Tech companies scramble for data to train AI models

AI technology companies are scrambling for training data for their models. OpenAI, Google and Meta* use all available methods to collect information, which are not always legal.

Apr 15, 2024 0 316

Tech companies scramble for data to train AI models

Artificial intelligence companies are actively seeking affordable ways to collect data to train their models, violating laws, copyrights, and platform corporate guidelines.

OpenAI approach

OpenAI developed its Whisper audio transcription model to transcribe over a million hours of YouTube videos to train GPT-4. It is noted that the selection of videos was personally handled by OpenAI President Greg Brockman.

Spokeswoman Lindsay Held emphasized that the company creates specialized data sets for each of its AI models. This helps them better understand the world and keep the startup competitive in the global research community.

In addition, OpenAI uses a variety of data sources, including publicly available data and information obtained through partnerships. The company also plans to create its own synthetic data.

Google's approach

Google also used transcriptions of YouTube videos. The company trained its models based on content, while maintaining agreements with the authors of these videos.

It is noted that in 2023 Google made changes to its terms of service. This was done in order to create the ability to use public documents, reviews on Google Maps and other Internet resources of the company in order to collect more information for Google products based on artificial intelligence.

**Meta* approach**

Meta* also had difficulty finding quality training data. While working on projects and trying to catch up with OpenAI, discussions arose within the company about the possibility of using copyrighted materials.

The company, having studied the majority of English-language books, essays, poems and news articles available on the Internet, considered options such as purchasing book licenses or even paying directly for materials from a large publisher.

According to the source, Meta* employees expressed their willingness to collect data from the Internet, despite the risk of litigation. They felt that licensing negotiations with publishers, artists, musicians and media representatives could take too long.

Solution

The companies' actions illustrate how information on the Internet is becoming a source of development for the artificial intelligence industry. There are two main approaches to solve the problem of data shortage.
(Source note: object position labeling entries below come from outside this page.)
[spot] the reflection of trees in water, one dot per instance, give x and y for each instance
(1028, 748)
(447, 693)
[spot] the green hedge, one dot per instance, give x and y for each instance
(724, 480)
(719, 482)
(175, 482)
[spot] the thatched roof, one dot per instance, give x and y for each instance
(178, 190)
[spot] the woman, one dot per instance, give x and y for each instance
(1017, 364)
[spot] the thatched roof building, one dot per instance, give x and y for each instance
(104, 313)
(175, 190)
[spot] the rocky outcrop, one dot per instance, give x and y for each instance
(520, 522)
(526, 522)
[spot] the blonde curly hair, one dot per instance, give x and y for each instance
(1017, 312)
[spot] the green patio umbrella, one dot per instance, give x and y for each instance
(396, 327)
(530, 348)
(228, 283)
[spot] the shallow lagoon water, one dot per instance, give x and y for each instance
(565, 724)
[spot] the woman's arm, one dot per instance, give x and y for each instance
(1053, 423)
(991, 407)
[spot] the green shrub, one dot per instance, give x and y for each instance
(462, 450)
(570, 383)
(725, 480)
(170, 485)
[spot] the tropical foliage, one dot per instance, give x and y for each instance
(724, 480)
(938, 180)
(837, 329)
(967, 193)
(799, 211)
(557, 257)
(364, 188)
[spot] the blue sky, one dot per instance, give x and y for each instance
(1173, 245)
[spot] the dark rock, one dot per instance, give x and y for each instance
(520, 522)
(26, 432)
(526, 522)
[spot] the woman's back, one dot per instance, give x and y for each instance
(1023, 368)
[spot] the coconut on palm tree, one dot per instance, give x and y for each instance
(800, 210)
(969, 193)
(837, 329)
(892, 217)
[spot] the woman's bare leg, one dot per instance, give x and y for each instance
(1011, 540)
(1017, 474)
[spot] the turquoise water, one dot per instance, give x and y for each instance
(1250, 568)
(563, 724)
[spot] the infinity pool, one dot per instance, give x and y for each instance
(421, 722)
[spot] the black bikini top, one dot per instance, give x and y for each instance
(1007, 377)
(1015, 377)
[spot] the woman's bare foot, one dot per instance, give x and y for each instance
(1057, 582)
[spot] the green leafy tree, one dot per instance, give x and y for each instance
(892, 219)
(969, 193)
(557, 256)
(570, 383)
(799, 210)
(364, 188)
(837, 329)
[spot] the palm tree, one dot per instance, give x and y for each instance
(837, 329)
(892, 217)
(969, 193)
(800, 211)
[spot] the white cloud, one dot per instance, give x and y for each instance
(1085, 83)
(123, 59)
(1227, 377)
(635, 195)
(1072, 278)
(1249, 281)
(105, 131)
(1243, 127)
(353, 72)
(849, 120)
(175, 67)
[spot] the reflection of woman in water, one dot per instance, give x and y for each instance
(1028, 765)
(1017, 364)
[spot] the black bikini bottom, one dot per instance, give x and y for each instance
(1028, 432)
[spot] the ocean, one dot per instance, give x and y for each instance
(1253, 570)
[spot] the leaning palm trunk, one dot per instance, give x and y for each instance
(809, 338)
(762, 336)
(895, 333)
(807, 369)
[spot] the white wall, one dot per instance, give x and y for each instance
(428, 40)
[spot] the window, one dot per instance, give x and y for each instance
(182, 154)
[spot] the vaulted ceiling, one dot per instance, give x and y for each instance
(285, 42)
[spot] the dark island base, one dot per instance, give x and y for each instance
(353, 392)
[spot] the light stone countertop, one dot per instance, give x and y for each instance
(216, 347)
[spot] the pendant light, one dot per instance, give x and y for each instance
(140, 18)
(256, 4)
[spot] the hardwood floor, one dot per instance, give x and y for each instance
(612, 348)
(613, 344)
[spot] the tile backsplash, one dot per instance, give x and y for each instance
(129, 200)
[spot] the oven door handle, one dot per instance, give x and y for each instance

The first approach involves training models on synthetic data created using native models, or what is called “curriculum learning.” This approach involves presenting models with qualitative data sequentially in the hope that they can make deeper connections between concepts using much less information. However, the effectiveness of this approach has not yet been confirmed.

Another approach that some companies take is to use whatever information is available, regardless of whether they have permission to do so. However, as numerous lawsuits show, this approach can have serious consequences.